I sostenitori dell’ipossia da azoto affermano che si tratta di un sistema rapido e indolore che farà perdere i sensi al condannato in pochi minuti, per i suoi detrattori invece ci sono molte probabilità che le cosa vadano storte. Ad esempio la maschera attraverso cui viene inalato il gas dev’essere perfettamente aderente al volto per non far penetrare l’ossigeno, altrimenti la morte può sopraggiungere dopo sofferenze atroci tramite asfissia da anidride carbonica. Esistono anche raccomandazioni delle autorità sanitarie per contenere la presenza di gas azoto sui luoghi di lavoro in virtù della sua elevata tossicità.

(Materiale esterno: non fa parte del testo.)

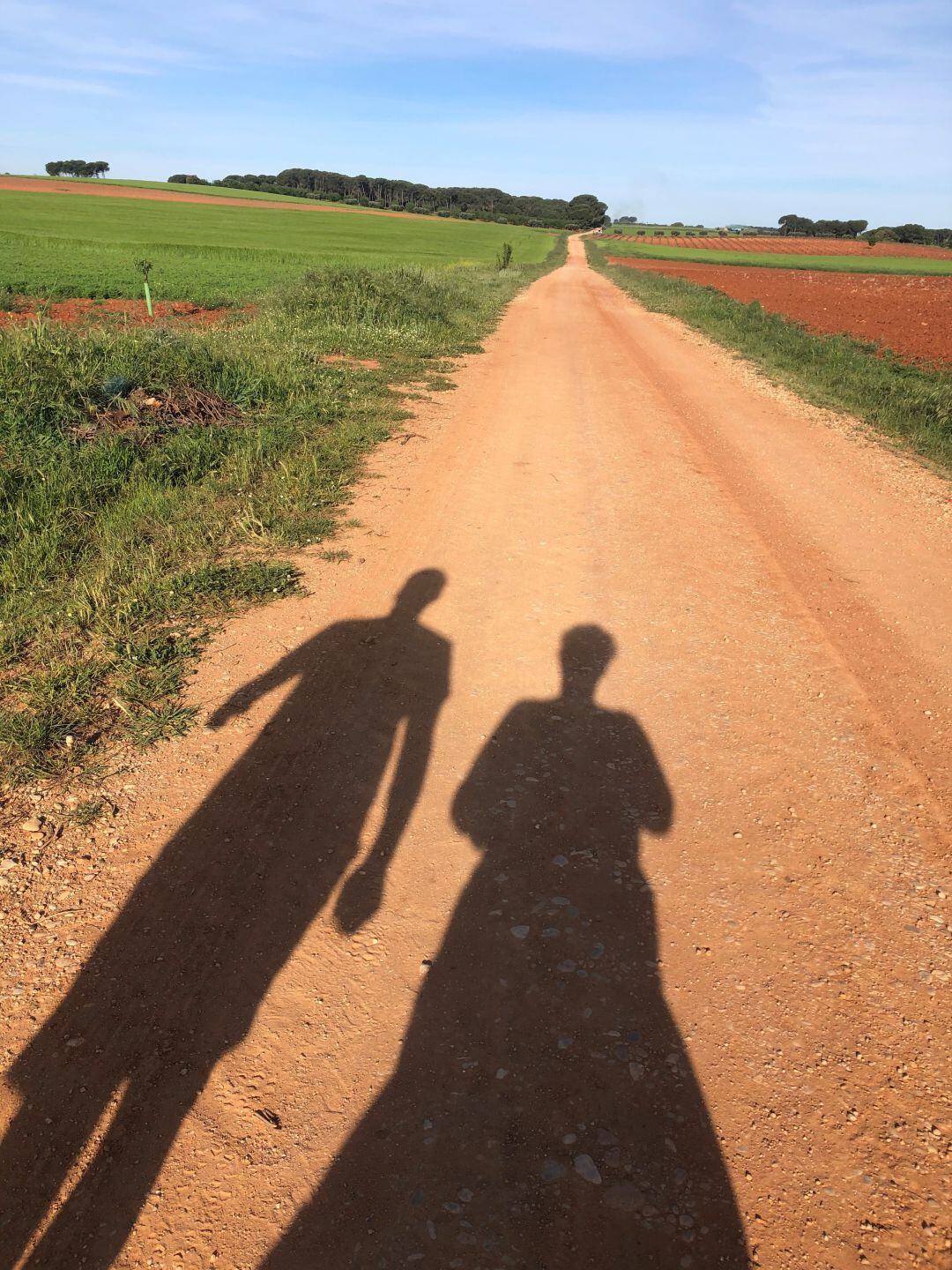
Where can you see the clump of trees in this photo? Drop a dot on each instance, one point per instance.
(918, 234)
(478, 204)
(805, 228)
(77, 168)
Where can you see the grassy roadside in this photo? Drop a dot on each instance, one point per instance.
(908, 404)
(152, 478)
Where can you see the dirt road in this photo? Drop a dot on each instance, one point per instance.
(562, 884)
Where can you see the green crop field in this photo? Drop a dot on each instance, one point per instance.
(74, 245)
(770, 260)
(181, 188)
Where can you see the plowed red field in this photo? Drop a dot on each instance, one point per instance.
(795, 247)
(909, 314)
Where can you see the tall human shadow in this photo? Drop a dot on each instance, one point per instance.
(544, 1114)
(179, 975)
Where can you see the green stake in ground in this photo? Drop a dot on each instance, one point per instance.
(145, 265)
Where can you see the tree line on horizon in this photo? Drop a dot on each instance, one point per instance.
(77, 168)
(802, 227)
(466, 202)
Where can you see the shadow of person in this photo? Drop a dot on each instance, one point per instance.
(178, 978)
(544, 1113)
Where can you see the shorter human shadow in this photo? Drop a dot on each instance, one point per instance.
(544, 1111)
(178, 978)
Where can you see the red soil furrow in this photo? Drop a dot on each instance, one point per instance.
(795, 247)
(909, 314)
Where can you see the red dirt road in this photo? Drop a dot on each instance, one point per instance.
(583, 907)
(911, 315)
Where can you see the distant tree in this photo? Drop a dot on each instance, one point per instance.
(792, 224)
(587, 211)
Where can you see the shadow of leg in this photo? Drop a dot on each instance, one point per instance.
(94, 1223)
(43, 1140)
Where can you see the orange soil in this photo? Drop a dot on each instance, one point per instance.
(793, 245)
(909, 314)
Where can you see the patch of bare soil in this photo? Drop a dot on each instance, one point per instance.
(86, 311)
(909, 314)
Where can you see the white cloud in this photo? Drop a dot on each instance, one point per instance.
(56, 84)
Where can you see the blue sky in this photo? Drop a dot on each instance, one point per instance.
(689, 109)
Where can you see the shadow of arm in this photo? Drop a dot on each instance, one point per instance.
(250, 692)
(654, 794)
(363, 892)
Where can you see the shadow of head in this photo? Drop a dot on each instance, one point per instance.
(585, 654)
(419, 592)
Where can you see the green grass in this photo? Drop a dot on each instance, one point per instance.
(911, 404)
(182, 188)
(63, 245)
(126, 530)
(770, 260)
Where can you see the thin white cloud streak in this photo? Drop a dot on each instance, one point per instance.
(56, 84)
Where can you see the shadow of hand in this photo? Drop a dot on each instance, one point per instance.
(360, 900)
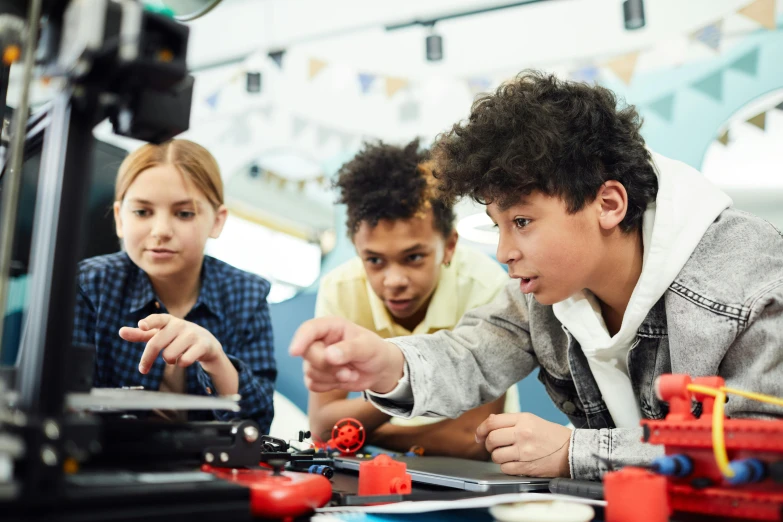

Negli Usa l’ipossia da azoto era generalmente impiegata per l’eutanasia degli animali domestici, almeno fino al 2020 quando l’American Veterinary Medical Association l’ha fermamente sconsigliata, citando ricerche secondo cui provocherebbe «grande dolore fisico e un acuto senso di panico», e definendola per queesto «inaccettabile». Oggi nessun cane e gatto viene soppresso con questo metodo che invece rimane ancora in voga negli allevamenti di polli e tacchini verso i quali l’americano medio prova molta meno empatia.
Smith era stato condannato nel 1988 per l’omicidio di Elizabeth Dorlene Sennett, la moglie di un pastore protestante. Dalle indagini emerse che la donna fu uccisa su commissione, per circa mille dollari: era stato infatti lo stesso reverendo a ingaggiarlo come killer per poter disporre dell’assicurazione sulla vita della consorte e poter pagare i debiti da cui era sommerso. Con 11 voti favorevoli e uno contrario la giuria stabilì per Smith la prigione a vita senza possibilità di libertà condizionale ma un giudice impugnò la sentenza tramutandola in pena di morte. Oggi peraltro non sarebbe possibile perché nel 2017 l’Alabama ha approvato una legge che impedisce ai giudici di modificare i verdetti delle giurie popolari.